Pada awal minggu ini, pemerintahan Presiden Donald Trump mengumumkan pemberlakuan tarif sebesar 25 persen pada impor dari Meksiko hanya untuk kemudian mengurangi beberapa di antaranya lagi. Pada 6 Maret, presiden AS mengumumkan bahwa ia akan membebaskan semua produk yang merupakan bagian dari perjanjian perdagangan AS-Meksiko-Kanada (USMCA) selama sebulan.
Sementara itu, Departemen Pertahanan terus melakukan peningkatan militer di sepanjang perbatasan selatan, dengan menempatkan tambahan 3.000 tentara.
Trump telah mengklaim bahwa langkah-langkah ini diperlukan untuk menghentikan aliran fentanyl dan orang yang tidak terdokumentasi mencoba menyeberang ke AS dari Meksiko.
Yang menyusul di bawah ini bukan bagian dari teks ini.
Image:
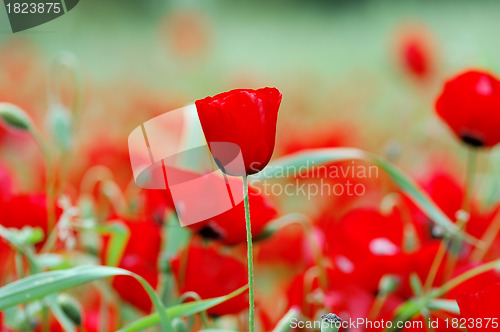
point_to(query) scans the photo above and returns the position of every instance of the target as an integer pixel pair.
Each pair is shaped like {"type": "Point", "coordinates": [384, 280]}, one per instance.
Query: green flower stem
{"type": "Point", "coordinates": [461, 223]}
{"type": "Point", "coordinates": [488, 238]}
{"type": "Point", "coordinates": [456, 243]}
{"type": "Point", "coordinates": [251, 308]}
{"type": "Point", "coordinates": [466, 276]}
{"type": "Point", "coordinates": [49, 178]}
{"type": "Point", "coordinates": [306, 224]}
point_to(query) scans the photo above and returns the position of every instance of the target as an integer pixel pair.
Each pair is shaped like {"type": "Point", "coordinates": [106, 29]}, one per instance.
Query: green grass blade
{"type": "Point", "coordinates": [316, 157]}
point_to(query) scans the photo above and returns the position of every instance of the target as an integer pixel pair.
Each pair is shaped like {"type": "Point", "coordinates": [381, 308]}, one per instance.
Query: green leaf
{"type": "Point", "coordinates": [180, 310]}
{"type": "Point", "coordinates": [43, 284]}
{"type": "Point", "coordinates": [14, 116]}
{"type": "Point", "coordinates": [315, 157]}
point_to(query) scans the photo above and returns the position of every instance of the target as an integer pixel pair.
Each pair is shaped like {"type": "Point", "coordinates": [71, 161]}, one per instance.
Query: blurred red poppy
{"type": "Point", "coordinates": [229, 227]}
{"type": "Point", "coordinates": [210, 274]}
{"type": "Point", "coordinates": [141, 257]}
{"type": "Point", "coordinates": [483, 304]}
{"type": "Point", "coordinates": [470, 105]}
{"type": "Point", "coordinates": [370, 246]}
{"type": "Point", "coordinates": [246, 118]}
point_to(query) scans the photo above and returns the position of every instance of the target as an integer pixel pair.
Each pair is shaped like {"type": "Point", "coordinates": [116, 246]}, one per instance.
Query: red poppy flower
{"type": "Point", "coordinates": [211, 274]}
{"type": "Point", "coordinates": [367, 245]}
{"type": "Point", "coordinates": [470, 105]}
{"type": "Point", "coordinates": [229, 227]}
{"type": "Point", "coordinates": [26, 210]}
{"type": "Point", "coordinates": [243, 117]}
{"type": "Point", "coordinates": [5, 185]}
{"type": "Point", "coordinates": [483, 304]}
{"type": "Point", "coordinates": [156, 203]}
{"type": "Point", "coordinates": [141, 257]}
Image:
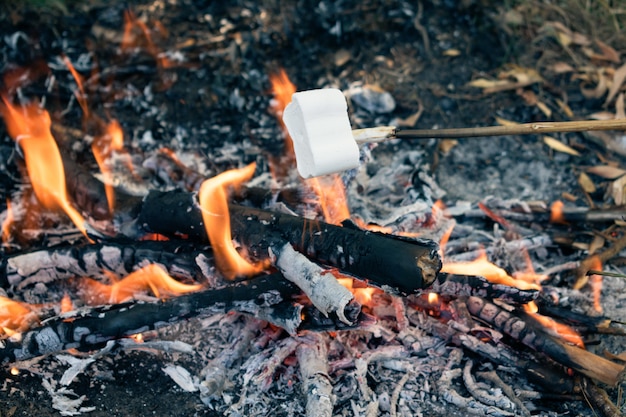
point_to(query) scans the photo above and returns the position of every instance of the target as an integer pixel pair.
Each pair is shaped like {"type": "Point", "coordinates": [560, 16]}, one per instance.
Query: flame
{"type": "Point", "coordinates": [29, 126]}
{"type": "Point", "coordinates": [80, 93]}
{"type": "Point", "coordinates": [151, 277]}
{"type": "Point", "coordinates": [560, 330]}
{"type": "Point", "coordinates": [15, 317]}
{"type": "Point", "coordinates": [332, 198]}
{"type": "Point", "coordinates": [362, 295]}
{"type": "Point", "coordinates": [433, 298]}
{"type": "Point", "coordinates": [482, 267]}
{"type": "Point", "coordinates": [66, 304]}
{"type": "Point", "coordinates": [595, 282]}
{"type": "Point", "coordinates": [102, 148]}
{"type": "Point", "coordinates": [556, 213]}
{"type": "Point", "coordinates": [7, 222]}
{"type": "Point", "coordinates": [216, 219]}
{"type": "Point", "coordinates": [283, 89]}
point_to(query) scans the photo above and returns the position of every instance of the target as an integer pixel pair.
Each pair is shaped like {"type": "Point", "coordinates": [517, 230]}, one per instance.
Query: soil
{"type": "Point", "coordinates": [212, 106]}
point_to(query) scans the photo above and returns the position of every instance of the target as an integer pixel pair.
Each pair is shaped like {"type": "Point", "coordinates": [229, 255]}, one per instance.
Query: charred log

Namun, data menunjukkan bahwa kematian akibat fentanyl telah menurun secara signifikan dalam setahun terakhir, begitu juga dengan jumlah penyeberangan perbatasan.
Jadi apa motivasi sebenarnya dari Trump?
Pertama, Trump mencoba untuk mengalihkan perhatian dari kekacauan kebijakan ekonomi internalnya sendiri. Meskipun ia berkampanye untuk “memperbaiki” ekonomi Amerika, inflasi telah meningkat menjadi 3 persen, kepercayaan konsumen tetap goyah, harga bensin terus naik, dan ribuan pegawai federal telah dipecat.
Kedua, dan yang lebih penting, Trump mencoba untuk menerapkan doktrin Monroe redux, di mana ia dapat memaksa Meksiko dan, secara luas, Amerika Latin, untuk patuh dengan era baru diplomasi kapal perang tanpa rasa takut akan balasan.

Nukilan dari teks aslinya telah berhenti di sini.